De l’Ecclésiastique qui recommande d’éviter de fréquenter la femme musicienne sous peine de tomber sous sa coupe, en passant par la synagogue où la voix féminine étant nudité, partant jugée sexuellement stimulante, jusqu’à saint Jérôme pour qui la jeune fille chrétienne doit être sourde aux instruments et ignorer à quels desseins orgue, lyre et cithare furent produits, les exemples sont plus qu’éloquents.
De fait, force est de le constater, la musique médiévale, telle qu’on la connaît encore de nos jours est le plus souvent affaire masculine. Un constat patent qui n’obère cependant pas la part qu’y ont tenu quelques pionnières, tant en qualité de compositrices que de trouveresses ou de copistes.

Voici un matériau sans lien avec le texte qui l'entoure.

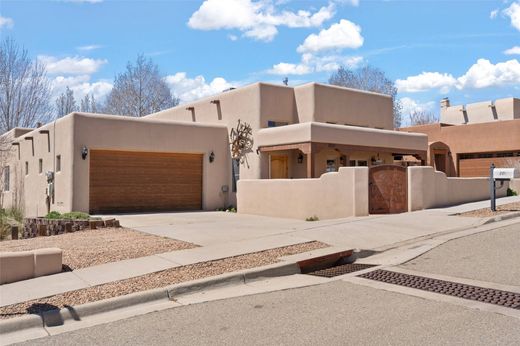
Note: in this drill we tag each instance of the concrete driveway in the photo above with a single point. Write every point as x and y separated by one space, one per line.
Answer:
209 228
370 232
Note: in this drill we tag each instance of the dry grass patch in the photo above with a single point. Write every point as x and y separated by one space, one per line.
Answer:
98 246
156 280
486 212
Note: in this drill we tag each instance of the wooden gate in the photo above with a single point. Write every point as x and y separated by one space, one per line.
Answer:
387 189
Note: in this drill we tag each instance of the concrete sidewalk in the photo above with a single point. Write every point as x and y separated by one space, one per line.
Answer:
225 235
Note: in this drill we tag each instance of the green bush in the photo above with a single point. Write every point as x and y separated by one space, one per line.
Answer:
53 215
76 215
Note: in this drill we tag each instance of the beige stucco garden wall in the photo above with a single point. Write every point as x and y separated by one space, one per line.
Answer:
428 188
333 195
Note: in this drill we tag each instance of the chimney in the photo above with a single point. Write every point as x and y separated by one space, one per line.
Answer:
445 103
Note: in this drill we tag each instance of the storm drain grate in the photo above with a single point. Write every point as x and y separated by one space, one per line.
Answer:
480 294
340 270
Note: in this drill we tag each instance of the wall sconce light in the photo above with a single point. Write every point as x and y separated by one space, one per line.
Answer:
84 152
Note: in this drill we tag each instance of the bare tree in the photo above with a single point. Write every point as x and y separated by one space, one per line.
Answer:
24 88
65 103
88 104
139 91
421 117
370 79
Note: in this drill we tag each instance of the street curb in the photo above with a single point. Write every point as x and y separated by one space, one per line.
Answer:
502 217
168 293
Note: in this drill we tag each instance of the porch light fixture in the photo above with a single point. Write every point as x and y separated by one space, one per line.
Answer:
84 152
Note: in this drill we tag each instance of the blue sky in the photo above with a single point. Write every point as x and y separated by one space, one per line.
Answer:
466 50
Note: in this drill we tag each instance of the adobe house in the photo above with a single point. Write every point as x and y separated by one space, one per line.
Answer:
180 158
471 137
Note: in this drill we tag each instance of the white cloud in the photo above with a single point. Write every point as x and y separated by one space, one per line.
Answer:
88 48
311 63
6 22
81 85
71 65
284 68
410 105
482 74
256 19
344 34
83 1
512 51
426 81
189 89
513 12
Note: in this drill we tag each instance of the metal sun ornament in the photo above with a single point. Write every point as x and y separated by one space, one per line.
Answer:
241 138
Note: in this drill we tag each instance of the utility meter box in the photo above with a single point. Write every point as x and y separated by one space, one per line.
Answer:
504 173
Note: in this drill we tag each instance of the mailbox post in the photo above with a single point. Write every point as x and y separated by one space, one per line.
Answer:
492 188
501 175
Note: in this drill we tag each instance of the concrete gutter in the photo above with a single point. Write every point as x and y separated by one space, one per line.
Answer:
53 322
35 326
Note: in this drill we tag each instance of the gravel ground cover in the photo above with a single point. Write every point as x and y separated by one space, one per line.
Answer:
156 280
486 212
97 246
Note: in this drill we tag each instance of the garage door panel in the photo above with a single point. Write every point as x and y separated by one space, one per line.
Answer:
144 181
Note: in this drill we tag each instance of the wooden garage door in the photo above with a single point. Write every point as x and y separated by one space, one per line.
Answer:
479 167
124 181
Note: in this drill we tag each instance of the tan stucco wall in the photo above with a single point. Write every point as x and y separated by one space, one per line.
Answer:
488 137
333 195
352 107
116 133
432 189
341 134
506 109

Dans un strict univers de clôture

C’est la raison d’être de cet ouvrage qui, au travers de la vie des actrices du monde religieux de l’époque, dresse le rôle important qu’ont pu jouer ces musiciennes oubliées.
Un récit d’autant mieux construit, qu’avant de mettre en exergue la part dévolue à ces religieuses, l’autrice s’attache à définir l’environnement dans lequel elles évoluaient.
Ainsi, pour mieux stigmatiser le mérite de ses devancières comme Herrade de Hohenburg ou Isolda Cayvill, la rédactrice de l’essai nous convie à pénétrer dans leur rude univers. Celui des nonnes en l’occurrence où la stricte clôture est de rigueur.

Qu’aucune ne sorte du monastère jusqu’à sa mort, affirme l’évêque Césaire dans sa règle destinée aux vierges. En outre, personne ne doit entrer dans le couvent, et ni les mères ou les sœurs des religieuses (pourtant femmes) ne pourront les visiter. Aucune moniale ne possède de cellule personnelle et à plus forte raison de servante. Les 77 chapitres de la règle de Donat de Besançon sont particulièrement sévères. Ils incluent divers châtiments corporels, notamment en cas de non-respect du silence.

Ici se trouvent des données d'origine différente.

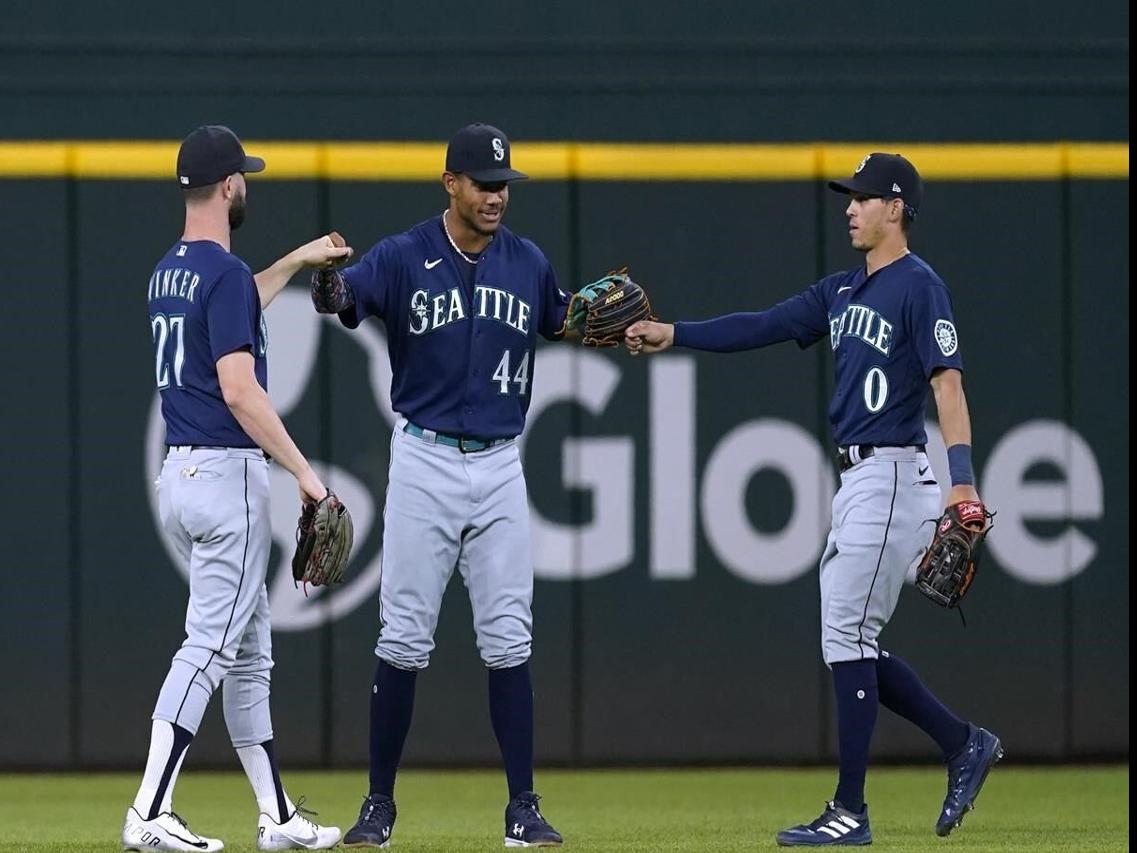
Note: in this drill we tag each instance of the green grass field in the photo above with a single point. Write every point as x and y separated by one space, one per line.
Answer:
1035 809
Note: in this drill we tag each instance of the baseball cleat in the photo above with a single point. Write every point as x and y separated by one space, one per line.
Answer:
836 826
967 771
525 826
375 823
297 833
166 831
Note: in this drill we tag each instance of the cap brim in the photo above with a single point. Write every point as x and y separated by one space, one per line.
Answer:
853 185
495 175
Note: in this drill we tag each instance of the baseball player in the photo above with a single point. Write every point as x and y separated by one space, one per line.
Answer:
890 326
210 369
463 300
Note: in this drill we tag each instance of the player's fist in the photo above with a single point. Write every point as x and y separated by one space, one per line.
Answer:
648 337
328 250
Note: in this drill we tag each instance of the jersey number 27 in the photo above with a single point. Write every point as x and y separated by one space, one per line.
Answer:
168 333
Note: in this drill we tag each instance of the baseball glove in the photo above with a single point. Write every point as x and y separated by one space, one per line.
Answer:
948 565
323 543
611 312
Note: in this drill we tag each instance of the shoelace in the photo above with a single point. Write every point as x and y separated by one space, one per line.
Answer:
181 820
305 812
827 816
372 806
530 803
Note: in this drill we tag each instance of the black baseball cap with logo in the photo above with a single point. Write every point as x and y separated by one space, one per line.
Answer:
212 154
481 151
885 175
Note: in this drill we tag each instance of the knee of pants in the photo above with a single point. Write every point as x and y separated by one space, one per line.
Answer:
497 655
213 665
409 655
246 704
259 664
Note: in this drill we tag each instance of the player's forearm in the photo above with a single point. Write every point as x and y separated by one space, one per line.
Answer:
952 405
254 411
732 332
272 280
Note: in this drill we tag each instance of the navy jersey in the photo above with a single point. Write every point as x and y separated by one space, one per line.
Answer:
204 305
462 350
889 331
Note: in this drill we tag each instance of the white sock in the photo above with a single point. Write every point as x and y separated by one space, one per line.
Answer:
265 780
162 746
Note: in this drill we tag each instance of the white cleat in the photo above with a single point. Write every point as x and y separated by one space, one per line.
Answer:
166 831
297 833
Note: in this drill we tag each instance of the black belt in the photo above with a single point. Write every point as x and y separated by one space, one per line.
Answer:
848 456
463 442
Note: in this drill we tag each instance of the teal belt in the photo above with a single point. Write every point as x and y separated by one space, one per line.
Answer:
463 442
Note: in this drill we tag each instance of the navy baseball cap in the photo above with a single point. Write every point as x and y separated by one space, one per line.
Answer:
212 154
481 151
885 175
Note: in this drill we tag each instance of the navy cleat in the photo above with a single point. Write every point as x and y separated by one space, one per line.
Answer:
376 820
525 826
836 827
967 771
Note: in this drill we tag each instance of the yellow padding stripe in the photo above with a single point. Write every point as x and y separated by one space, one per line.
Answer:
586 160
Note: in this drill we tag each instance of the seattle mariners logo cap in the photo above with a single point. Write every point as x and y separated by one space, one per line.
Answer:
212 154
481 151
885 175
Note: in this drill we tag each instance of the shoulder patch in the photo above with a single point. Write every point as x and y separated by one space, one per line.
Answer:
946 338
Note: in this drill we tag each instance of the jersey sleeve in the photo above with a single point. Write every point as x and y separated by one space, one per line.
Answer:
370 282
231 313
554 305
803 317
931 329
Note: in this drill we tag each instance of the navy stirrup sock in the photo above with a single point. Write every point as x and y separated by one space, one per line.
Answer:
855 687
903 693
512 713
392 702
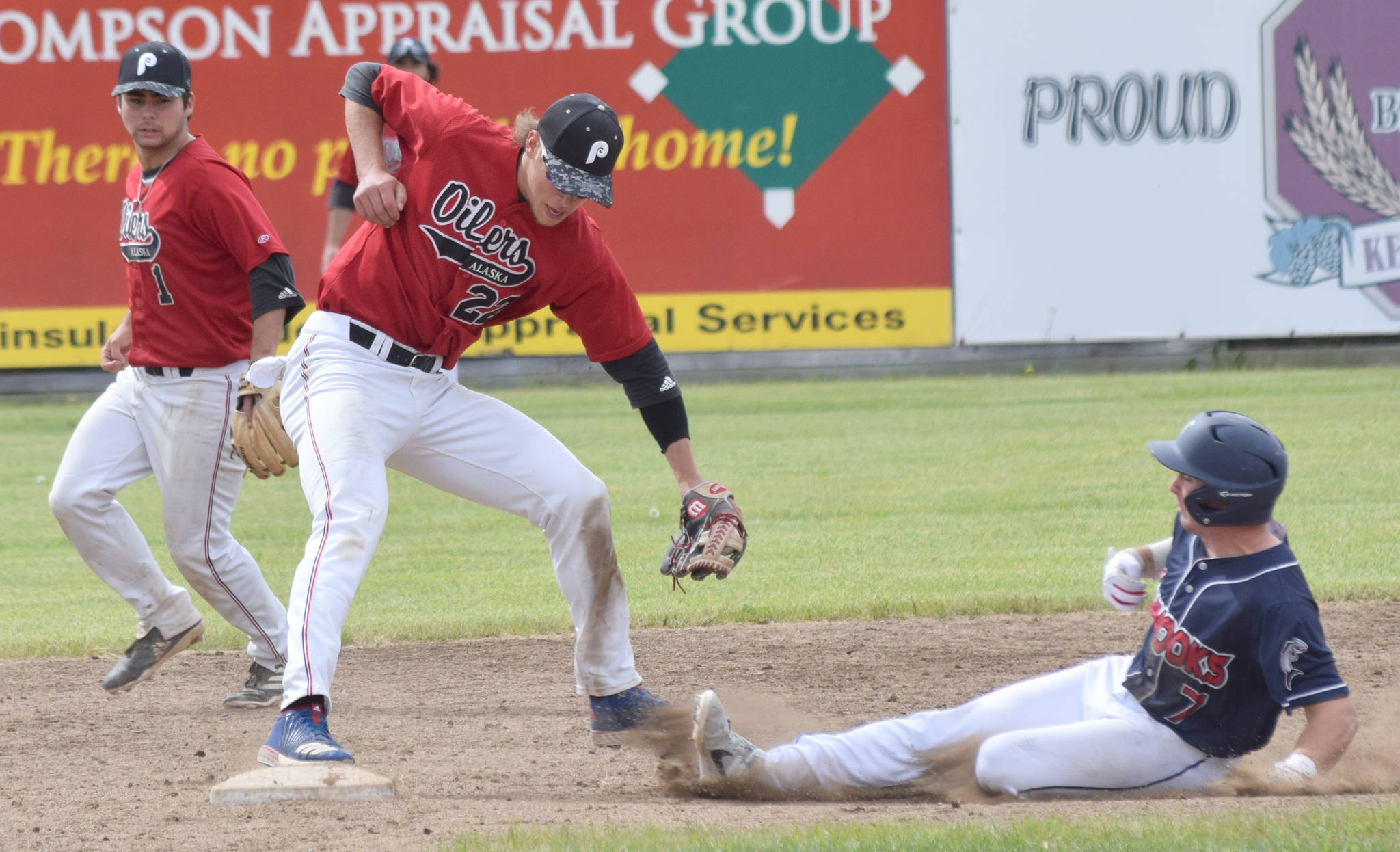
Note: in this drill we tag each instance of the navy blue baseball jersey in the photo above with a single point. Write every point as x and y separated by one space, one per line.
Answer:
1234 641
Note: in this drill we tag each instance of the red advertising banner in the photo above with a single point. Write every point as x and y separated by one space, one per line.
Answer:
784 181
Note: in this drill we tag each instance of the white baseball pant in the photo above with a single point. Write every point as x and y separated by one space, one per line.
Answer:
1071 732
178 431
353 415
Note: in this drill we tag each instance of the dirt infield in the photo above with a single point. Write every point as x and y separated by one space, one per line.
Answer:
483 734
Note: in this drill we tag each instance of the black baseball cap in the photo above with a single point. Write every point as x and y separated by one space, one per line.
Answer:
412 48
153 66
581 142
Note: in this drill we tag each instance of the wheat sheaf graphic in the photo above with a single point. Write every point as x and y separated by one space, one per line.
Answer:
1332 139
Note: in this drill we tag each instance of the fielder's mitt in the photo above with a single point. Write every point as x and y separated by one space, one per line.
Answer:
712 537
264 443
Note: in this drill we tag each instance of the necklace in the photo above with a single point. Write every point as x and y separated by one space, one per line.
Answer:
143 188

Et il en va quasiment de même pour les béguines au sein d’un ordre controversé dès l’origine, qui ne vont cesser de provoquer menaces et suspicions. Ce qui n’empêchera pas l’éclosion de compositrices comme Mechtilde de Magdeburg ou Marguerite Porete.

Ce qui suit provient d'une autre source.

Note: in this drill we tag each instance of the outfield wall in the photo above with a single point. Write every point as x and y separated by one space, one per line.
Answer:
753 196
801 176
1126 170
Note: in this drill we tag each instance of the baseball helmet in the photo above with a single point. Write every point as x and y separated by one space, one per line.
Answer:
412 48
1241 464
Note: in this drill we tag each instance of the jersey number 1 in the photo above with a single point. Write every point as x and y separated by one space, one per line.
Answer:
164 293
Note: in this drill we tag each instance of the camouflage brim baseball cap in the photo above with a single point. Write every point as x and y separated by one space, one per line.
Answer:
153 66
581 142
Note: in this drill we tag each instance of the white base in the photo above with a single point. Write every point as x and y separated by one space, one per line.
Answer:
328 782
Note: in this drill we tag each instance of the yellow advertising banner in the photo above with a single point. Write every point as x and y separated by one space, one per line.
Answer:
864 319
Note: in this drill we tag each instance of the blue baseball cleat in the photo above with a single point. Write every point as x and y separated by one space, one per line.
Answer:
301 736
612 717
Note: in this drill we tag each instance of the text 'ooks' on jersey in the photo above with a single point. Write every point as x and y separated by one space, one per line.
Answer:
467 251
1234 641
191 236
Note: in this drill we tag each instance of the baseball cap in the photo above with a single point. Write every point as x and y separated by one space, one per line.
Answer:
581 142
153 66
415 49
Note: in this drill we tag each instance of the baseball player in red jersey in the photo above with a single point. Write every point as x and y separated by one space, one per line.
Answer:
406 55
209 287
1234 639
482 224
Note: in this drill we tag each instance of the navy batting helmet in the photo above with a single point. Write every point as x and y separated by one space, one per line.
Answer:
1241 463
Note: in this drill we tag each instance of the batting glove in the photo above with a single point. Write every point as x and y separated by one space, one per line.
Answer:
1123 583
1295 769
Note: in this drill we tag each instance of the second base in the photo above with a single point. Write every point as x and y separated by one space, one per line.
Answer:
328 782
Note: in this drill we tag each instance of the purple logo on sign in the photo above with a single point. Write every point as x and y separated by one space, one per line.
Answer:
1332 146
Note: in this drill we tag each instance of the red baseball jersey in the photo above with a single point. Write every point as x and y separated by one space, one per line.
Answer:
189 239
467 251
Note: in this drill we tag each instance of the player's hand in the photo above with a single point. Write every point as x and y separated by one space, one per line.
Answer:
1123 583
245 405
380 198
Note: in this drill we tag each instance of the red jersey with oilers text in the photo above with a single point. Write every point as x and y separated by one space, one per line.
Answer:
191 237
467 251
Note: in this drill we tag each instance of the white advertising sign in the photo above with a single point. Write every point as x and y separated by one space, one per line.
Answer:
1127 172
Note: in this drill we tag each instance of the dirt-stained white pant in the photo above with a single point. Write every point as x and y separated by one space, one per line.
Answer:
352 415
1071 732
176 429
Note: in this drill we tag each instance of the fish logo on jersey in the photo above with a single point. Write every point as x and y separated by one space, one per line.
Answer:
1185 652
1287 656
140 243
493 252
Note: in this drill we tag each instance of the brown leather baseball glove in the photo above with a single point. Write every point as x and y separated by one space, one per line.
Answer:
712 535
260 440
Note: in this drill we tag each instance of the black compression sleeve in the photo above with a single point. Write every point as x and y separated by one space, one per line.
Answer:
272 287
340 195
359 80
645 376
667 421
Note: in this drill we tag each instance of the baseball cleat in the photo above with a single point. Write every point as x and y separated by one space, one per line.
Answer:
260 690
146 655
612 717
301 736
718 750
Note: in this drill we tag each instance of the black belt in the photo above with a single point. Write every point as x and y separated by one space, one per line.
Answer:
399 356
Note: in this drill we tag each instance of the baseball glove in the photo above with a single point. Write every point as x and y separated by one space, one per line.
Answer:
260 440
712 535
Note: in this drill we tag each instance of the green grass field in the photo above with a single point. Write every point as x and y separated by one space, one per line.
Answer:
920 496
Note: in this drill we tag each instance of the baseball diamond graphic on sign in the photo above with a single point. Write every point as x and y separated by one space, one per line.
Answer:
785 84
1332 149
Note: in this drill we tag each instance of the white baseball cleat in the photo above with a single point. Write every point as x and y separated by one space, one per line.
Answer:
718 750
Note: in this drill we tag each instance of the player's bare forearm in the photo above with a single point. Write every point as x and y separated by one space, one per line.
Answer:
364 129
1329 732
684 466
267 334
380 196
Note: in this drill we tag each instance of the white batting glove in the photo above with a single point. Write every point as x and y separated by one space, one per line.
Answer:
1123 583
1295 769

Hildegarde de Bingen, femme multiple

Mais la figure protée à laquelle est consacré tout un chapitre demeure Hildegarde de Bingen. Canonisée par Benoît XVI en 2012 avant d’être déclarée cinq mois plus tard, docteur de l’Église, cette femme multiple, tout à la fois abbesse théologienne, visionnaire, compositrice, poétesse et même médecin, cumule toutes les qualités comme le souligne l’autrice.

Une femme intransigeante avec les imposteurs malfaisants qui pervertissent la foi mais ouverte d’esprit invitant les deux Églises – Synagoga la juive et Ecclésia la chrétienne — dans son Scivias. Une femme intraitable avec la discipline requise dans son couvent mais douce et maternelle avec ses filles. Surtout la première compositrice à laisser une œuvre attribuée d’envergure, comme les soixante-dix-sept compositions de la Symphonie céleste, avec sa notation musicale.

Si cette mystique bénédictine est la plus célèbre, bien d’autres religieuses ont œuvré dans divers domaines à l’émancipation du courant musical féminin.
C’est ce que l’autrice va s’attacher à démontrer dans plusieurs chapitres relatifs au travail des copistes, des poétesses et des ménestrelles. Celui joué par sœur Élisabeth de Lünen par exemple dans le rôle de scribe enlumineuse en 1358, mais aussi de poétesse profane à l’instar de la trouveresse d’Oc, Azalaïs de Porcairagues dont la chanson « Voici venu le temps du froid » fit les beaux soirs de bien des cours d’Occitanie.
Ajouté au rôle des mécènes, ces protectrices de trouvères comme le fut Marie de Champagne, c’est tout un patrimoine, certes non exhaustif, tel que le stipule l’autrice, qui est ainsi répertoriée dans l’ouvrage.
Un remarquable essai complété par un glossaire et la chronologie des intervenantes qui constitue une plongée inédite et passionnante au cœur de ce Moyen Âge musical au féminin.